Elfric observó la puerta unos instantes. Tenía la nariz grande y de la sorpresa le temblaron las aletas. Sin previo aviso, golpeó a Merthin en la cara con el listón que había estado utilizando para contar. La pieza de madera era sólida y el impacto resultó violento. Merthin lanzó un repentino grito de dolor, retrocedió tambaleándose y cayó al suelo.

—¡Pedazo de escoria! —gritó Elfric—. ¡Has deshonrado a mi hija! Merthin trató de farfullar una protesta, pero tenía la boca llena de sangre.

—¿Cómo te atreves? —bramó Elfric.

De pronto, como si la hubieran avisado, Alice apareció por el quicio de la puerta.

—¡Traidor! —vociferó—. ¡Has entrado en nuestra casa sin permiso y has desflorado a nuestra pequeña!

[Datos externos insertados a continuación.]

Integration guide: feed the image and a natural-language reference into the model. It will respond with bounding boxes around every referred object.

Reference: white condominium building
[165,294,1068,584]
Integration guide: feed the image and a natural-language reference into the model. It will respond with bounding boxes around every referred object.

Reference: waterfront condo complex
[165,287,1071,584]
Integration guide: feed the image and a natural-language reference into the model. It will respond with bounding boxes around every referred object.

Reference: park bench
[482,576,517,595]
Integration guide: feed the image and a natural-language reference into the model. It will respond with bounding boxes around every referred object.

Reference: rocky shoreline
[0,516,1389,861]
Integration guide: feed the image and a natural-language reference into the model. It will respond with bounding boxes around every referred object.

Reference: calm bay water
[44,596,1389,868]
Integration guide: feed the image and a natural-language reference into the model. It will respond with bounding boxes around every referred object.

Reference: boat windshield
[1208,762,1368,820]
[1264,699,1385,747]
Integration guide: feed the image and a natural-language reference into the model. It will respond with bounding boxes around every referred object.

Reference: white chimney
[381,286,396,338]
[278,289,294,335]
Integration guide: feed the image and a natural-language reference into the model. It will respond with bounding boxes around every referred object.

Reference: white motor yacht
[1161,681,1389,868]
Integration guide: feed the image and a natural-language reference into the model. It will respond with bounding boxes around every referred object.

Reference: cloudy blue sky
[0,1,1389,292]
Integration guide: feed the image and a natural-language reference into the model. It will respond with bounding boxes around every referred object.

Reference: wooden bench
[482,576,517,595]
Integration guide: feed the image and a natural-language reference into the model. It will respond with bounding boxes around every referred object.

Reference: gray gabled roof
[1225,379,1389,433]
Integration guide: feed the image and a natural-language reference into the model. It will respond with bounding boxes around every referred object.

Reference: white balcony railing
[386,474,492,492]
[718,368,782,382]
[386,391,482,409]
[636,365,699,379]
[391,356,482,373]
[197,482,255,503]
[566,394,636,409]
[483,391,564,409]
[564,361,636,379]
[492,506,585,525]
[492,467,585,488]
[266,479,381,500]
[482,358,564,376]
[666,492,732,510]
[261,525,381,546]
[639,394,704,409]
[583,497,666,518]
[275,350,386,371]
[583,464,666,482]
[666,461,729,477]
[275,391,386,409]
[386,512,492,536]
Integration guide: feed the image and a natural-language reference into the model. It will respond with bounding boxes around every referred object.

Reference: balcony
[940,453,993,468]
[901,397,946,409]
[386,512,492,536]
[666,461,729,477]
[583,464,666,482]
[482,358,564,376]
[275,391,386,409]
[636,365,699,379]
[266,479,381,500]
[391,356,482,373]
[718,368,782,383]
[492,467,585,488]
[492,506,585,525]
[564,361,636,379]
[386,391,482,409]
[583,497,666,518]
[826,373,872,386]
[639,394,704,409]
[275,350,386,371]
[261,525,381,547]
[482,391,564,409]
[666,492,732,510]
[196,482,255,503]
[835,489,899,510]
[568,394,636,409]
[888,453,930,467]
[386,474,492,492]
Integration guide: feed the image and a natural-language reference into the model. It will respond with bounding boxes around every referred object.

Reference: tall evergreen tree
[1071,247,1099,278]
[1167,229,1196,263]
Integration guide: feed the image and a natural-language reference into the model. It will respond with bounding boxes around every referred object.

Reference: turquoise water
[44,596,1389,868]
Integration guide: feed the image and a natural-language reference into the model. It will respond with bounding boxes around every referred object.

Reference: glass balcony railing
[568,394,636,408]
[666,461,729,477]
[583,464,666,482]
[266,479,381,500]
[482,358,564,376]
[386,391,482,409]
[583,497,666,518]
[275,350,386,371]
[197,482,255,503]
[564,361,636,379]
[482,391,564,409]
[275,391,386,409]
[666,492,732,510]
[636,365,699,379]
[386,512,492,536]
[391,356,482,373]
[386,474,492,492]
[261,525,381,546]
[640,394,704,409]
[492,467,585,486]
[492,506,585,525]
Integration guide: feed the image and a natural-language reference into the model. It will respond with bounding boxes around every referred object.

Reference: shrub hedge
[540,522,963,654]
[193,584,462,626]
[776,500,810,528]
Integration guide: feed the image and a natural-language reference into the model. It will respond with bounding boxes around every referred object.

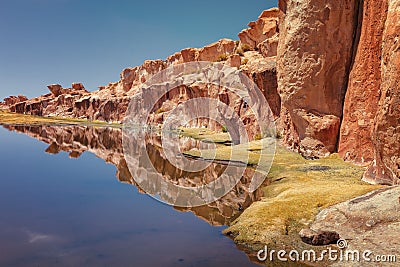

Por mucho que se esforzaran en aparentar espontaneidad, era evidente que lo habían planeado, pensó Merthin. El muchacho escupió sangre y respondió:

—¿Que yo la he desflorado? ¡Pero si no era virgen!

Elfric volvió a esgrimir el improvisado garrote. Merthin trató de apartarse de la trayectoria, pero el objeto le golpeó dolorosamente el hombro.

—¿Cómo has podido hacerle algo así a Caris? —le espetó Alice—. Pobre hermana mía, cuando lo descubra se le partirá el corazón.

El comentario provocó la respuesta airada de Merthin.

—Y tú misma te encargarás de que se entere, ¿verdad, bruja?

—Bueno, no pensarás casarte con Griselda en secreto… —repuso Alice.

Merthin se quedó anonadado.

—¿Casarme con Griselda? No vamos a casarnos. ¡Pero si ella me odia!

En ese momento apareció Griselda.

—Claro que no quiero casarme contigo —dijo—, pero no me queda más remedio. Estoy embarazada.

Merthin se la quedó mirando.

—No es posible… Sólo lo hemos hecho una vez.

Elfric soltó una áspera carcajada.

—Con una vez basta, pánfilo.

—De todas formas, no voy a casarme con ella.

—Si no lo haces, te despediré —aseguró Elfric.

—No puedes hacer eso.

—¿Por qué no?

—Me da igual. No pienso casarme con ella.

Elfric soltó el garrote y cogió un hacha.

—¡Por el amor de Dios! —exclamó Merthin.

Alice avanzó un paso.

—Elfric, no cometas un asesinato.

—Quítate de en medio, mujer. —Elfric levantó el hacha.

Merthin, que seguía en el suelo, se apartó rápidamente al temer por su vida.

Elfric descargó el hacha, no sobre Merthin sino sobre la puerta.

—¡No! —gritó Merthin.

La afilada hoja fue a parar sobre el rostro de la virgen de pelo largo y abrió una hendidura en la madera.

—¡Déjalo ya! —le pidió el muchacho a voz en grito.

No obstante, Elfric volvió a levantar el hacha, asestó otro golpe con ella a la puerta aún con más fuerza, y la partió en dos.

Merthin se puso en pie. Se horrorizó al percatarse de que tenía los ojos anegados en lágrimas.

—¡No tienes derecho a hacer eso! —Trataba de gritar pero de la garganta sólo le salía un hilo de voz.

Elfric alzó de nuevo el hacha y se volvió hacia el joven.

—No te acerques, muchacho. No me provoques.

Merthin observó un amago de locura en los ojos de Elfric y retrocedió.

Elfric volvió a descargar el hacha sobre la puerta.

Merthin permaneció quieto contemplando la escena mientras las lágrimas le resbalaban por las mejillas.